Price of Coal is a GMless story game about labor rights, based on the historical period leading up to the Battle of Blair Mountain in West Virginia, USA.
Mechanically, it’s a mix of Fiasco and The Quiet Year. Each player controls two characters, one who is a miner, and one who is a supporting character from the town. Each player takes turns drawing a tarot card and framing a scene based on the prompt. This is repeated several times through each season, leading up to the Battle of Blair Mountain at the end.
Thematically, the game reminds me of This War of Mine, a game I usually describe as a resource management game where the only resource is your own sadness. The Price of Coal is not a happy game. It tells you from the start that there is no winning, there is only surviving, up until the inevitable battle where the miners are set upon by the full might of the army of the United States of America. There will be bloodshed, and it wll not end well for you.
Knowing all of this, I expected to love this game. I’m a sucker for a sad story, and I love games rooted in real history. Unfortunately, this game was a miss for me.
I was excited when looking over the characters presented. Kit Parsons struck me immediately, a woman who had been masquerading as a man. What a life they must have led! Unfortunately, I soon realized that these weren’t characters rooted in history, but pastiches, broad strokes of what might have been. This dampened my enthusiasm somewhat, but only slightly. We were going to be taking our own roles on the characters, so the deviations had to start somewhere.
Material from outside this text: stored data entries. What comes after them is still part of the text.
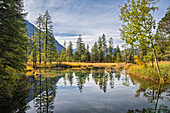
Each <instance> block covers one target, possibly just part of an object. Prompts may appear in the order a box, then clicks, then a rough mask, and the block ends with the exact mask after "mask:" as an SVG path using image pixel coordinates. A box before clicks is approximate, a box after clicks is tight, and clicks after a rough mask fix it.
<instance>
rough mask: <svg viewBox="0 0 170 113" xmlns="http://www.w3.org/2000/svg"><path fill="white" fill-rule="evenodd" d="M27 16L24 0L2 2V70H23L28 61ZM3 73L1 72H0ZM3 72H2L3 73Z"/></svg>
mask: <svg viewBox="0 0 170 113" xmlns="http://www.w3.org/2000/svg"><path fill="white" fill-rule="evenodd" d="M25 16H26V14H25V13H23V2H22V0H1V2H0V34H1V36H0V45H1V46H0V70H1V71H5V70H6V69H7V68H8V69H9V68H10V69H14V70H17V71H23V70H24V69H25V64H26V62H27V47H28V46H29V43H28V38H27V36H26V27H25V26H26V25H25V23H24V22H25V19H24V18H25ZM0 73H1V72H0ZM1 74H2V73H1Z"/></svg>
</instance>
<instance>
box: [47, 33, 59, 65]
mask: <svg viewBox="0 0 170 113" xmlns="http://www.w3.org/2000/svg"><path fill="white" fill-rule="evenodd" d="M48 51H49V52H48V53H49V61H50V64H51V62H52V61H55V60H56V55H57V48H56V42H55V38H54V36H53V33H52V32H51V33H49V48H48Z"/></svg>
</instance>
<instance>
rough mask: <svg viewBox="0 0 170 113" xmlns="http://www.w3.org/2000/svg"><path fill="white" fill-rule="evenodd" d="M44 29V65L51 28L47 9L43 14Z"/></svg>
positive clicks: (51, 28) (47, 10)
mask: <svg viewBox="0 0 170 113" xmlns="http://www.w3.org/2000/svg"><path fill="white" fill-rule="evenodd" d="M43 19H44V24H43V25H44V30H45V65H46V64H47V61H48V40H49V36H50V32H51V30H52V28H53V27H52V25H51V24H52V21H51V16H50V14H49V13H48V10H47V11H46V12H45V14H44V16H43Z"/></svg>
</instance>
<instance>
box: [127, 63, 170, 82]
mask: <svg viewBox="0 0 170 113" xmlns="http://www.w3.org/2000/svg"><path fill="white" fill-rule="evenodd" d="M159 67H160V72H161V76H160V82H161V83H170V63H169V62H160V63H159ZM129 73H130V74H131V75H135V76H139V77H140V78H145V79H150V80H153V81H158V79H159V76H158V72H157V68H156V66H154V67H152V66H151V64H147V65H146V66H131V67H130V68H129Z"/></svg>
The comparison to This War of Mine grew weaker the more I played. This game isn’t as sad (though it’s by no means a happy game!) and is on tighter rails, though the rails are less visible. Where This War of Mine will ask whether or not you steal medicine from another family, the Price of Coal will give you an open-ended prompt to act out. Sometimes these prompts would shape the story — we ended up with evicted coal miners living in the schoolhouse after it had been shut down once the only teacher in town left — but other times we had to dance around wanting to strike as the game wasn’t prepared for that action.
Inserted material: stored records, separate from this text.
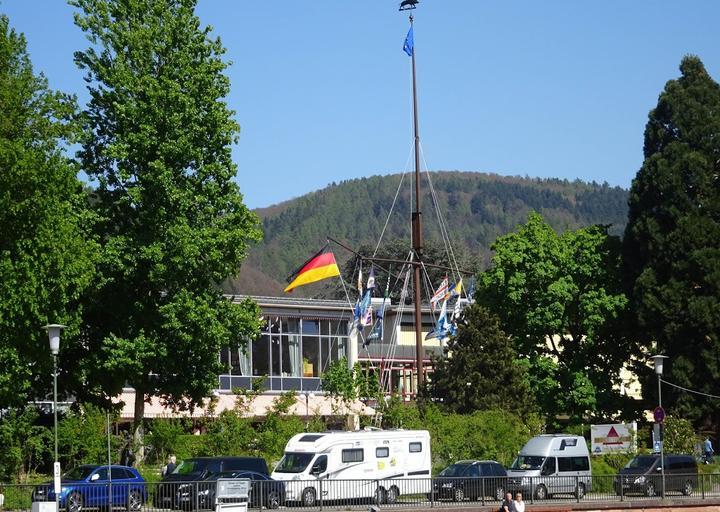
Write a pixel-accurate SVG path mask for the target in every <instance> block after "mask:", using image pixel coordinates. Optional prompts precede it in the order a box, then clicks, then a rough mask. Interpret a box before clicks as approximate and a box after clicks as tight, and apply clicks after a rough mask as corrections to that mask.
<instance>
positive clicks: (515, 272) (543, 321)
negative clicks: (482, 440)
mask: <svg viewBox="0 0 720 512" xmlns="http://www.w3.org/2000/svg"><path fill="white" fill-rule="evenodd" d="M492 248H493V249H494V250H495V256H494V257H493V260H492V265H491V267H490V268H489V269H488V270H487V271H485V272H484V273H482V274H481V275H480V278H479V283H478V291H477V293H476V299H477V301H478V303H479V304H481V305H483V306H485V307H487V308H488V309H489V310H490V311H491V312H493V313H494V314H496V315H498V316H499V317H500V325H501V327H502V329H503V330H504V331H505V332H506V333H507V334H508V335H509V336H510V338H511V339H512V341H513V343H514V345H515V348H516V350H517V351H518V355H519V356H520V357H521V358H524V359H527V360H528V363H526V364H528V373H529V375H530V377H529V384H530V388H531V389H532V391H533V393H534V395H535V397H536V401H537V402H538V404H540V406H541V409H542V410H543V412H544V413H546V414H548V418H549V420H550V421H553V419H554V418H555V417H556V416H557V415H558V414H569V415H570V417H571V420H572V421H574V422H580V421H582V420H583V418H585V417H586V416H587V415H588V414H589V415H592V416H596V417H603V416H604V415H605V414H607V413H606V412H604V411H616V410H619V409H622V408H623V406H624V405H625V404H624V401H625V400H626V399H625V398H623V397H621V396H620V395H619V393H618V392H617V390H615V389H613V385H614V384H617V383H619V381H620V370H621V368H622V366H623V365H624V364H625V362H626V361H627V360H628V359H629V357H630V354H631V353H633V348H634V345H633V343H631V342H630V340H629V339H628V338H627V337H626V336H624V333H623V330H622V328H621V327H622V320H623V319H624V318H625V315H626V306H627V299H626V297H625V295H624V294H623V292H622V284H621V280H620V251H619V240H618V239H617V237H613V236H610V235H609V234H608V229H607V227H606V226H590V227H587V228H581V229H578V230H576V231H566V232H565V233H564V234H562V235H558V234H556V233H555V231H553V229H552V227H551V226H550V225H549V224H548V223H547V222H546V221H545V220H544V219H543V218H542V217H541V216H540V215H539V214H536V213H532V214H531V215H530V216H529V218H528V221H527V223H526V224H525V225H523V226H521V227H520V228H519V229H518V230H517V231H516V232H514V233H512V234H509V235H506V236H504V237H501V238H499V239H498V240H497V241H496V242H495V243H494V244H493V246H492ZM632 414H636V413H635V412H634V411H632Z"/></svg>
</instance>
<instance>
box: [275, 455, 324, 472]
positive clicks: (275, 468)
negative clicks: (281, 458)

One player hadn’t realized the union was in place, as we thought the arc would be creating a union, and facing the backlash from its creation. This expectation mismatch caused some friction, and we often had a little bit of retconning as we read each card, realizing that we had butted against history or the shape of the story this game wanted to tell. Admittedly, the union point could have been fixed by more carefully internalizing an early overview card, but other points of friction could not have been avoided so easily. One player spent multiple scenes wanting to strike, but feeling like he needed to engineer a reason why that wasn’t feasible.
The highlight of the game is its relationship chart. Each character comes with prompts that are used to tightly weave the cast together. The prompts and instructions around them are phrased in a way that we found to be ambiguous, where it wasn’t clear which direction the relationships went. “Am I bribing you, or are you bribing me?” was the shape of many questions during the start of the game.
Overall, it didn’t feel like we had much agency in this game, and it went on a touch too long with the number of scenes in each season. The replayability is low, but not nonexistent, as you are instructed to cut some of the cards from each season. THe game would be improved for both pacing and replayability if one additional card was removed, but I don’t know that I’d play it again either way.
Playing the game with 3 players, we barely used the interstitial cards, as if two players wanted a scene together, the third would often just fade into the background.
I hesitate to give a score to this game, as that implies an objective rubric I do not have. I will say that this game was hard to pitch, but I was excited for it, and left disappointed. I had hoped it to feature real historic characters, and have either much more agency, or much tighter guardrails around the story. I do not expect to play it again, and will likely soon prune it from my collection as a result.